When I got a new notebook in March, the best decision I made was getting built in wireless.

I'm sitting in a cafe at Kuala Lumpar Airport with free broadband Internet access - it's great. And the ICANN conference had wireless which meant that no matter what rom you were in, you had continual access with no cables or wires.

Even though I've been used to mobile phones for over a decade, I still find it amazing that my notebook can connect to literally millions of other computers around the world, while just sitting on my lap in a room, not plugged into anything at all.

If 20 years ago one had claimed that was possible, I suspect most would have though you watched too much Star Trek.

Posted by David P. Farrar at 10:16 PM | Comments (4) | TrackBack

July 18, 2004

Free Internet in Malaysia

It has been very amusing as I’ve been working on my laptop while being driven to the hotel from the airport (a 60 minute drive). So far I have picked up three wireless connections while in transit with two of them allowing me free Internet :-)

Posted by David P. Farrar at 12:34 PM | Comments (0) | TrackBack

June 29, 2004

Moe on anti spam legislation

The Dominion Post has a story on the spam legislative options workshop. the debate on whether to exclude MPs from any spam legislation was amusing, if one sided!

Incidentially I did not "concede" to owing a polling and telemarketing company. I volunteered the information during discussion on the scope of any spam laws, and the company I own does not do telemarketing at all. We aks people questions (market research), not try to sell things.

A copy of the official InternetNZ submission to the Government on proposed anti spam legislation is now online.

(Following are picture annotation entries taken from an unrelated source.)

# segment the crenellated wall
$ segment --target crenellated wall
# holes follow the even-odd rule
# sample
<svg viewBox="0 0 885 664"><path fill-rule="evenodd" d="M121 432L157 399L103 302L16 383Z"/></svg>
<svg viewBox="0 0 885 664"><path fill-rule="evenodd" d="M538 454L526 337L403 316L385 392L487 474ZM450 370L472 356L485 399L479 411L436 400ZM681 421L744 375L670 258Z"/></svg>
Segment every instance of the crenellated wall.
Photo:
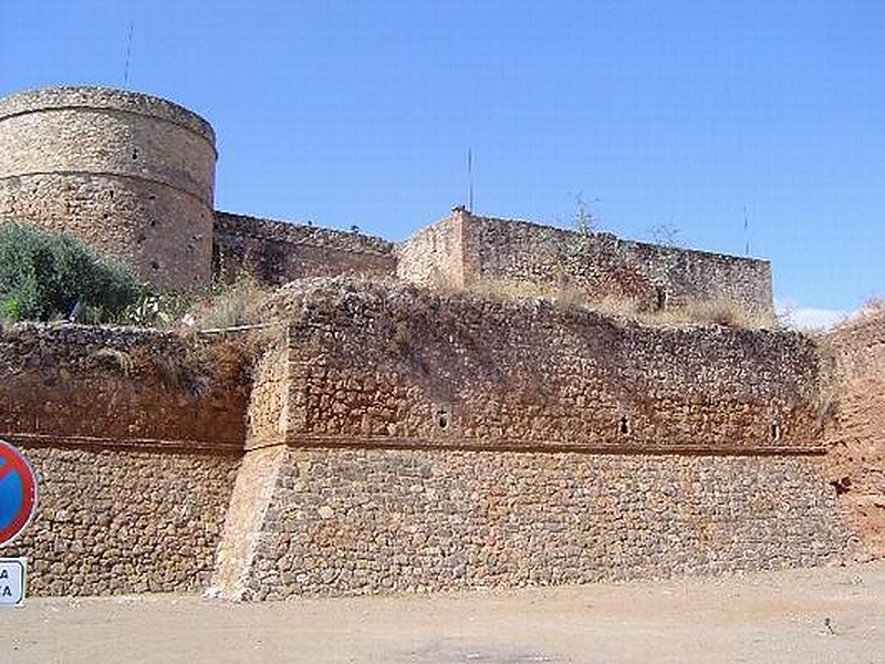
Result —
<svg viewBox="0 0 885 664"><path fill-rule="evenodd" d="M65 230L162 289L211 280L215 134L180 106L102 87L0 100L0 218Z"/></svg>
<svg viewBox="0 0 885 664"><path fill-rule="evenodd" d="M771 271L762 260L579 234L528 221L451 216L397 247L400 278L460 288L496 283L580 291L647 311L735 302L771 315Z"/></svg>

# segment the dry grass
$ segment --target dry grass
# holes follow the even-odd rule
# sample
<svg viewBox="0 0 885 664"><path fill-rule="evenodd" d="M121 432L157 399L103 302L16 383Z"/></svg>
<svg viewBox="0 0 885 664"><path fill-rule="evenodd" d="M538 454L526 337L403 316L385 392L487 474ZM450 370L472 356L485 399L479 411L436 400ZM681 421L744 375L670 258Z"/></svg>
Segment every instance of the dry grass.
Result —
<svg viewBox="0 0 885 664"><path fill-rule="evenodd" d="M499 300L532 300L545 298L565 308L598 311L646 325L723 325L750 330L775 329L780 323L773 314L749 310L733 300L709 300L688 302L659 311L648 311L635 298L607 295L592 299L586 291L574 286L531 283L525 281L487 281L468 289L485 297Z"/></svg>
<svg viewBox="0 0 885 664"><path fill-rule="evenodd" d="M773 313L764 314L749 310L733 300L708 300L689 302L684 307L641 313L639 320L658 325L722 325L747 330L777 329L781 326Z"/></svg>
<svg viewBox="0 0 885 664"><path fill-rule="evenodd" d="M250 272L240 272L232 283L218 284L209 299L191 310L198 330L225 330L261 323L260 310L273 289Z"/></svg>

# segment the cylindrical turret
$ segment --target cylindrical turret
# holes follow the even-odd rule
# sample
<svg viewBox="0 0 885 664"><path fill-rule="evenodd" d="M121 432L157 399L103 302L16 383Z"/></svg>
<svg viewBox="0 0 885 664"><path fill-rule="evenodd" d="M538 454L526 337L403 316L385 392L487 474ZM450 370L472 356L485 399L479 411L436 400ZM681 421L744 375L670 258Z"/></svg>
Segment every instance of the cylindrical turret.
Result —
<svg viewBox="0 0 885 664"><path fill-rule="evenodd" d="M0 100L0 218L61 229L160 289L211 281L215 133L157 97L54 87Z"/></svg>

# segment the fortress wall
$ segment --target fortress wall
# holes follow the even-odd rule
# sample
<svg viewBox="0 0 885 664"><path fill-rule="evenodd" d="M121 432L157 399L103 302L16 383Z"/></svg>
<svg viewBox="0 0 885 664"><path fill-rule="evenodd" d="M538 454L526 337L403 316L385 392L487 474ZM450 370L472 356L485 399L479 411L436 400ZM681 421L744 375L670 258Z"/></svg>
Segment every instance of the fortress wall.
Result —
<svg viewBox="0 0 885 664"><path fill-rule="evenodd" d="M41 491L3 552L29 558L32 594L208 582L244 436L246 387L226 357L137 329L3 331L0 438L24 452Z"/></svg>
<svg viewBox="0 0 885 664"><path fill-rule="evenodd" d="M210 281L215 135L147 95L96 87L0 101L0 217L63 229L158 288Z"/></svg>
<svg viewBox="0 0 885 664"><path fill-rule="evenodd" d="M772 569L853 541L799 335L343 280L277 312L288 432L246 454L277 450L242 485L262 516L226 535L226 596Z"/></svg>
<svg viewBox="0 0 885 664"><path fill-rule="evenodd" d="M451 217L397 246L398 276L420 286L574 289L590 300L616 298L641 309L693 301L732 301L749 311L773 311L767 261L581 235L528 221Z"/></svg>
<svg viewBox="0 0 885 664"><path fill-rule="evenodd" d="M304 277L396 273L393 245L379 238L229 212L215 214L212 266L227 281L247 268L274 286Z"/></svg>
<svg viewBox="0 0 885 664"><path fill-rule="evenodd" d="M3 554L28 557L30 595L199 592L209 583L238 455L21 447L40 501Z"/></svg>
<svg viewBox="0 0 885 664"><path fill-rule="evenodd" d="M292 436L646 452L822 445L819 357L796 333L644 326L544 300L344 280L290 284L277 307L300 317Z"/></svg>
<svg viewBox="0 0 885 664"><path fill-rule="evenodd" d="M866 554L885 554L885 310L871 310L821 339L835 363L825 406L829 477L863 537Z"/></svg>
<svg viewBox="0 0 885 664"><path fill-rule="evenodd" d="M424 287L464 288L464 225L452 215L396 246L397 276Z"/></svg>
<svg viewBox="0 0 885 664"><path fill-rule="evenodd" d="M457 214L457 212L456 212ZM585 290L591 299L622 297L655 309L693 300L731 300L771 313L768 261L580 235L524 221L465 216L468 283L528 281Z"/></svg>

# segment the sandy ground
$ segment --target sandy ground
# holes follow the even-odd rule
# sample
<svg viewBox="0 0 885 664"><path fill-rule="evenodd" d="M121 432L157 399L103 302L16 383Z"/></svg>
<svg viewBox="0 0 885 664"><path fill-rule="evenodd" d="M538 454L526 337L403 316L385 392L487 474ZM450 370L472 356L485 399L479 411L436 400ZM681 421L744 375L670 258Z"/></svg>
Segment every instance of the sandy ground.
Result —
<svg viewBox="0 0 885 664"><path fill-rule="evenodd" d="M264 604L33 599L0 624L3 663L882 663L885 563Z"/></svg>

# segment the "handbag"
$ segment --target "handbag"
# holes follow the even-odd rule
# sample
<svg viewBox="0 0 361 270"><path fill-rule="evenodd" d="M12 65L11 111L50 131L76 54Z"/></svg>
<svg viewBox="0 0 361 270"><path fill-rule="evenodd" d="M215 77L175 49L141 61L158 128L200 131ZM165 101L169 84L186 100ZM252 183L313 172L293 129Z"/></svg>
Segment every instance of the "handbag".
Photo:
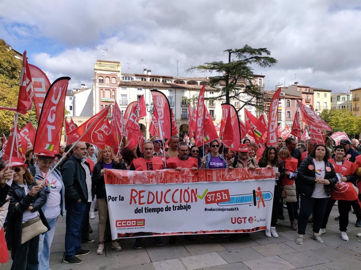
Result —
<svg viewBox="0 0 361 270"><path fill-rule="evenodd" d="M44 225L40 216L28 220L23 224L21 244L47 231L48 228Z"/></svg>

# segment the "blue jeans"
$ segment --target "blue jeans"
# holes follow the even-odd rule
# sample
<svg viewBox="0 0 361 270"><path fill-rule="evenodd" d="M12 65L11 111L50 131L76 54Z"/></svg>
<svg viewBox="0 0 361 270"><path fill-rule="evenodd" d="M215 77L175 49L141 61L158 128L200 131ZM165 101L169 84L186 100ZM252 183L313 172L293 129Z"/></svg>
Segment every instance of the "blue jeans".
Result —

Posted by David P. Farrar at 04:45 AM | Comments (0) | TrackBack

June 25, 2004

Fine the zombie owners?

The anti spam legislative options workshop was very good (except that the webcast used me as their static image when ever there was a pause!).

One of the interesting ideas proposed was that owners of computers than get infected with viruses and become spam zombies (where the spammer sends spam through their infected machine to disguise the spammer's identity), should face possible penalties. An analogy was made to the user of a faulty car which causes an accident.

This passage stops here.